Akademik Veri Yönetim Sistemi
Synthetic Communications, cilt.55, sa.19, ss.1471-1484, 2025 (SCI-Expanded, Scopus)
Building upon previous research on hydrazone-bearing aryloxyacetic acid derivatives, a novel series of 5-nitroguaiacol-based hydrazones (3a–l) was synthesized and characterized spectroscopically. Their in vitro cytotoxic effects were evaluated against human non-small cell lung cancer (A549) and normal bronchial epithelial cell lines (BEAS-2B) using the MTT assay. Compounds 3d and 3k exhibited selective and potent cytotoxicity (IC50 = 10.24 µM and 4.99 µM, respectively) and strong aldolase A (ALDOA) inhibition at 10 µM (89.89% and 75.19%).
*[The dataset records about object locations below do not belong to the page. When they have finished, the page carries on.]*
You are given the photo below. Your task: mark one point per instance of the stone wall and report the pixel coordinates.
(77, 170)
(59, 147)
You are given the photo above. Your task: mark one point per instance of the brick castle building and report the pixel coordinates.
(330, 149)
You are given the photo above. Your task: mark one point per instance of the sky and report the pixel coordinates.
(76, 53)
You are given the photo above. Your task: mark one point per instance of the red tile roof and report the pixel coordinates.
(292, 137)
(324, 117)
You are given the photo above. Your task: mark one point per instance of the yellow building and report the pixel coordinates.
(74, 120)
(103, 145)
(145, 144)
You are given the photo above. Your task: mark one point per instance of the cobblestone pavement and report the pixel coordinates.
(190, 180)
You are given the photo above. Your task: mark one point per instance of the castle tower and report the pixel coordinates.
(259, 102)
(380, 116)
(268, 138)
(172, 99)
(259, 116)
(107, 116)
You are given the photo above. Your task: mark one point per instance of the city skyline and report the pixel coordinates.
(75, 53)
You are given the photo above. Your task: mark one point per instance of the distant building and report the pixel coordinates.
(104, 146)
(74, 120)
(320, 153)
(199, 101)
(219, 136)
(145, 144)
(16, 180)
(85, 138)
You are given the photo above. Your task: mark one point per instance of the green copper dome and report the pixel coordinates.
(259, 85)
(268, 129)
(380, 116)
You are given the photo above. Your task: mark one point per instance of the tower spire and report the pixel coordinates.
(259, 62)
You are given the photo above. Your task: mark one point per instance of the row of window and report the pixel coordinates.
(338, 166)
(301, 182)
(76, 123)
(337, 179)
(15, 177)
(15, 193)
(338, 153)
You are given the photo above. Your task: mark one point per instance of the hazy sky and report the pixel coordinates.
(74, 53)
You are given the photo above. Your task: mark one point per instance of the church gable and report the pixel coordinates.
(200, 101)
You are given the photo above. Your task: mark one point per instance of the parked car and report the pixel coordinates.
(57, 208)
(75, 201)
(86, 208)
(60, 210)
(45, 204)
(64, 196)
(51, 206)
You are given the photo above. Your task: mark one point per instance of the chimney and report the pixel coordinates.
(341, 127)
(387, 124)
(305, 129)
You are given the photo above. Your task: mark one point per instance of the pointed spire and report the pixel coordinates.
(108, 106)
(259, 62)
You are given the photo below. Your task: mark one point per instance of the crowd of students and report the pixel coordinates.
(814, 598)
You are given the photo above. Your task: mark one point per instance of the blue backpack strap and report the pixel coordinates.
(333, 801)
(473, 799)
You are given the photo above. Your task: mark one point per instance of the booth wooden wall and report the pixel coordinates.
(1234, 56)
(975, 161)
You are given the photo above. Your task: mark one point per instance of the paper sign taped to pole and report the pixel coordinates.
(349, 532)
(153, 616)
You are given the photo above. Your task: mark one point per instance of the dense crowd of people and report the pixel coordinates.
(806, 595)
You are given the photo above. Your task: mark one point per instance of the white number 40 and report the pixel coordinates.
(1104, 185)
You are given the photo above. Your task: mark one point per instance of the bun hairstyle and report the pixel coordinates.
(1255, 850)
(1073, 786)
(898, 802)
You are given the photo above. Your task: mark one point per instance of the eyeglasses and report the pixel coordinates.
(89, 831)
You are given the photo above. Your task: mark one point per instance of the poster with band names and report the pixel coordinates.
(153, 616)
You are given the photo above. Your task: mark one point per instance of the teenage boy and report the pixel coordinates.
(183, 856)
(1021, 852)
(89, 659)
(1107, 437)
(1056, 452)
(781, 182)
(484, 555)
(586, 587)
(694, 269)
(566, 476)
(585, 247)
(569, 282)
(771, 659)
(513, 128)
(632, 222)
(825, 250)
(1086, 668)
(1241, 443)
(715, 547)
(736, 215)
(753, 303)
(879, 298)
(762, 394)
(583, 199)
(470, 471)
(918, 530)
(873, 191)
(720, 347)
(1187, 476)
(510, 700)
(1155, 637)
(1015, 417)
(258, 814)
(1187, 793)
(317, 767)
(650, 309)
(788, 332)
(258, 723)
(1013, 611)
Further mechanistic studies revealed that both compounds decreased HIF-1α expression and modulated apoptotic pathways by upregulating Bax and downregulating Bcl-2 protein levels. Molecular docking studies supported the experimental findings, demonstrating significant interactions of 3d and 3k with key residues in ALDOA, Bax, and Bcl-2, suggesting a dual mechanism involving glycolysis inhibition and apoptosis induction. These results indicate that 3d and 3k are promising lead compounds for targeted lung cancer therapy.